Finite-size and Surface Effects in Iron Platinum Nanograins for Applications in Heat-Assisted Magnetic Recording Media

Heat-Assisted Magnetic Recording (HAMR) has emerged as a promising next-generation approach for magnetic recording. The functioning of HAMR requires the recording media to be made of magnetic materials with high anisotropy and suitable Curie temperature. Iron Platinum in the L10-phase (L10-FePt) has been found to satisfy these two requirements, thus having been attracting extensive attention and investigation. This Thesis presents a coherent and comprehensive computational research on the impacts of finite-size and surface effects in L10-FePt for potential HAMR applications.

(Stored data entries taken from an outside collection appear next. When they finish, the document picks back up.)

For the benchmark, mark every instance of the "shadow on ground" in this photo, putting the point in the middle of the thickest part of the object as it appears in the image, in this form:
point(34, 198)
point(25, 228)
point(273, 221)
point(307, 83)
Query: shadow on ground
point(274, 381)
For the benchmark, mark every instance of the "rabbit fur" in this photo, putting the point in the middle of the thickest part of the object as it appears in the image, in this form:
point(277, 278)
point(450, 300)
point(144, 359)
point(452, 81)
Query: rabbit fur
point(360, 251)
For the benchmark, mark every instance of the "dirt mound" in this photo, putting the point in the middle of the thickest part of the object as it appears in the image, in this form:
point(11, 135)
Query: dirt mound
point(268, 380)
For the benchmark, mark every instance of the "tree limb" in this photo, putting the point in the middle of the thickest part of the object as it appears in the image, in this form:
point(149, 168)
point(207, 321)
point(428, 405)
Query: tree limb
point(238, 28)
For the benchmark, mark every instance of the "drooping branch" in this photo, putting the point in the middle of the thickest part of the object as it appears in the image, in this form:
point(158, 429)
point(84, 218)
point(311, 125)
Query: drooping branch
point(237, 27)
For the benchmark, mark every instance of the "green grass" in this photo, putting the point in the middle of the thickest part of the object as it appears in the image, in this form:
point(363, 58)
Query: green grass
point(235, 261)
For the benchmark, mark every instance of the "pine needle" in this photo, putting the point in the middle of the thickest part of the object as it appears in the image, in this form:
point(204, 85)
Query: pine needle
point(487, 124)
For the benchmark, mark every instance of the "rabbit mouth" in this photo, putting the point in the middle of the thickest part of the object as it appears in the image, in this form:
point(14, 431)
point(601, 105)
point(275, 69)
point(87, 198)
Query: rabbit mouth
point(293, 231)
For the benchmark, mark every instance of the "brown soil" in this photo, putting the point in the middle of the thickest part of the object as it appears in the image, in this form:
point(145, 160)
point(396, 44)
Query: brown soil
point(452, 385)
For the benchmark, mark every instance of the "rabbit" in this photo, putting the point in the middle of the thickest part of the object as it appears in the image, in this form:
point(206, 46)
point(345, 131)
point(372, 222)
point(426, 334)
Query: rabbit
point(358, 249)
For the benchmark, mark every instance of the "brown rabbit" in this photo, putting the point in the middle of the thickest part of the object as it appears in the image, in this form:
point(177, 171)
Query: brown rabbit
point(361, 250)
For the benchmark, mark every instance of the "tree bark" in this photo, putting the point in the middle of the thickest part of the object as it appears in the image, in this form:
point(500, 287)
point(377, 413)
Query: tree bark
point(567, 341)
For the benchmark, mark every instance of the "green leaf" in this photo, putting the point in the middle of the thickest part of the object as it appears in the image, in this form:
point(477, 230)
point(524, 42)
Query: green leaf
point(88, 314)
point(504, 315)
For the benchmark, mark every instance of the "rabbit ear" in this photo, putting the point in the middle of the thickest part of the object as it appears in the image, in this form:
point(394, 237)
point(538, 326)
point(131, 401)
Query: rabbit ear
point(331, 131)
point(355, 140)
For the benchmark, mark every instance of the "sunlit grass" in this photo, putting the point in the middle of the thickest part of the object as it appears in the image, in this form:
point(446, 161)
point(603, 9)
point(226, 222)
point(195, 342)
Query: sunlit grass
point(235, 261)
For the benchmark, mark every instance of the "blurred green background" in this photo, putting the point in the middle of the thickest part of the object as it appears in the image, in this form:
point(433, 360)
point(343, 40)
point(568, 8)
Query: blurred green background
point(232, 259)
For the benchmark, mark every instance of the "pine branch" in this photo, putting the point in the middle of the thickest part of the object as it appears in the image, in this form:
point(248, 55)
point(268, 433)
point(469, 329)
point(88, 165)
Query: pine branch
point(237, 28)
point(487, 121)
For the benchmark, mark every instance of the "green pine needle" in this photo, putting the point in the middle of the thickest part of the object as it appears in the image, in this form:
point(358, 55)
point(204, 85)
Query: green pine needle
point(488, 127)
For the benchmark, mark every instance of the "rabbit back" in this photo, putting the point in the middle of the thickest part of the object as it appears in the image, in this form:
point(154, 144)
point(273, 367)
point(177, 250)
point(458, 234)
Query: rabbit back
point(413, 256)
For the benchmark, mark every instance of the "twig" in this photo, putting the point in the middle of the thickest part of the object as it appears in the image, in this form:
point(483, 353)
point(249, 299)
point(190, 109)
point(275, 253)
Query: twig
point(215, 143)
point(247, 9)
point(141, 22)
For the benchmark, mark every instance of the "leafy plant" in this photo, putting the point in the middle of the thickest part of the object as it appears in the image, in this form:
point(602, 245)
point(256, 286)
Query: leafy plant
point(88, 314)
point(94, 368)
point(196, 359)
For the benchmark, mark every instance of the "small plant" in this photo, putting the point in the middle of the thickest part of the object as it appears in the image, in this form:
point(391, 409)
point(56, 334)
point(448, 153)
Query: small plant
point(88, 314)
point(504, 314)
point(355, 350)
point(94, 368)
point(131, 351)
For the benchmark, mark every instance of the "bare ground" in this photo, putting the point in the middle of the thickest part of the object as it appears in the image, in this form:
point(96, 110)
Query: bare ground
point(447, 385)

Simulations are performed by VAMPIRE an atomistic simulation code developed in the University of York and several key findings have been obtained. First, the existence of a size threshold at 3.5 nm is discovered below which finite-size effects are found to permeate into the centre of the L10-FePt grains leading to the well-known Curie temperature dispersion of the recording medium. A correlation between the Curie temperature dispersion and surface disorder is formulated which can be extended beyond L10-FePt to be applicable to different crystal structures. Second, a novel fourth-order anisotropy component is found in a phase-coupled core-shell structured L10/A1-FePt grain which exhibits strong size and geometry-dependence unseen in previous literature. Additionally, the scaling to magnetisation of this fourth-order anisotropy is found to disobey the classical Callen-Callen power law. These properties can be successfully explained by an analytic model which demonstrates the origin of this novel fourth-order anisotropy to be from the canting of the core and shell magnetisation. The applicability of this analytic model, also, is shown to extend to be valid in a generic soft-hard coupled nanocomposite magnetic system. Finally, the switching efficiency of this phase-coupled core-shell structured L10/A1-FePt grain is investigated. Available data demonstrate the existence of a non-negligible switching error rate in all tested grain configurations. Reducing the grain size and using shorter write pulses are found to induce higher switching error rate. However, it is shown that these detriments can be mitigated by surface engineering. Overall, the studies presented in this Thesis have addressed and provided many helpful insights into outstanding challenges on the path toward the realisation of L10-FePt in HAMR recording media.